CMO.com editor in chief Tim Moran’s October interview with Donny Osmond was among the website’s most-read articles of 2015. Given the multitalented entertainer’s story—one that spans 50-plus years and includes undeniable business, marketing, and technology acumen—that’s hardly a surprise.
On stage at the Adobe Summit, Dan Berthiaume, Adobe’s director of CMO Communications, continued the conversation with Donny about how he has built a diverse, Osmond-branded portfolio using an omnichannel approach.
Keeping A Brand Fresh While Reinventing It Over The Years
• “That’s a key word no matter who you are or what business you are in—reinvention. There are four Rs that I always think about: retool, rebuild, reinvent, reboot. You’ve got to do this. You can’t look back at your successes. You always have to be thinking forward.”
• “Respect the brand you’ve built. Don’t alienate it. Build upon it. Remember that the brand belongs to your audience. You’ve got to protect it and not ruin it. It is very fragile.”
• “Years ago, you used to do a five-year business plan. Now you do a five-minute plan because you have to look at what is going on to be on top of things.”
Connecting With Your Audience
• “You’ve always got to win people over. Give them more than they expect.”
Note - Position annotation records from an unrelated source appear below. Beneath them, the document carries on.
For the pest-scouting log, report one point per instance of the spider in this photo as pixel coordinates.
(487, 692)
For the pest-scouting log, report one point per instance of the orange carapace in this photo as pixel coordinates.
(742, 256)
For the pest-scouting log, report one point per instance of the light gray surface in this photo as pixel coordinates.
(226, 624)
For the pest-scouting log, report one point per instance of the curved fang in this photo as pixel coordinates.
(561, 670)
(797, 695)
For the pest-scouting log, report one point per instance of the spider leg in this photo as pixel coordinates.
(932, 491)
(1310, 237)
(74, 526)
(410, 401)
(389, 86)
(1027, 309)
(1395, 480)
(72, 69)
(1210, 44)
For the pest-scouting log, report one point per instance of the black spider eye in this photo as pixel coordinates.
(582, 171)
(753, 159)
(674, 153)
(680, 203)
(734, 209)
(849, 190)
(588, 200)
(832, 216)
• “Winning ‘Dancing With The Stars’ was the most fun thing and the scariest thing I’ve done in my career because you never know if you are going to get kicked off. But it opened up a whole new audience. Right after I won, at one of my Flamingo shows, this 10-year-old boy came up to me after the show and said, ‘Mr. Osmond, I didn’t know you could sing, too.’”
• “I am constantly thinking about how I can expand my audience by being in different mediums. You have to get out of your comfort zone, use the 4 Rs, and constantly look at new things.”
• “When I was in ‘Joseph and the Amazing Technicolor Dreamcoat,’ my director told me something that changed my perspective about show business or any presentation forever. He said, ‘The theatre is a place where people come to dream in public, and you are in charge of that dream.’ This is a huge charge for anybody that stands on the stage because you are manipulating people’s emotions.”
• “When you are delivering an experience, you’ve got to keep it real, genuine, authentic. People want to see something real. I can spot a fake, and so can audiences.”
• “Give people 110% of what you’ve got. If you want to be the best, you’ve got to give better than everybody else.”
• “When people come to one of my shows, I don’t give them a concert. I give them an experience. I want to make a connection. After a concert in New York City, a fan came up to me and said, ‘That was an experience. I feel like I know you.’”
• “When I started my career, I used the latest tech tools of the industry. I’ve always been involved with tech, and I get involved with everything. When I was 16, I assembled the state-of-the-art studio console that we used to do most of our recordings.”
• “I put together the tech equipment that runs the mixing, sound, lighting, etc., for our current show. The devil is in the details. When people come to see us at the Flamingo, they come to see the show. They don’t know what is going on behind the stage, which is more than what is happening on stage.”
Building And Leading A Smart Team
• “Donny Osmond Home started out as a hobby five years ago. It has blown up, and now we are shipping furniture all over the country. My wife and I are smart enough to know that we are not designers. We bring the professionals in. If you want to be successful, you surround yourself with successful people who know things you don’t. But you still need to be hands-on. You can’t just say, ‘Now go sell it for me.’ When we open up showrooms across the country, I am there for the launch. If you want something to be successful, you’ve got to be involved. It can’t just be your name. And when you get involved, you learn the ropes of the business.”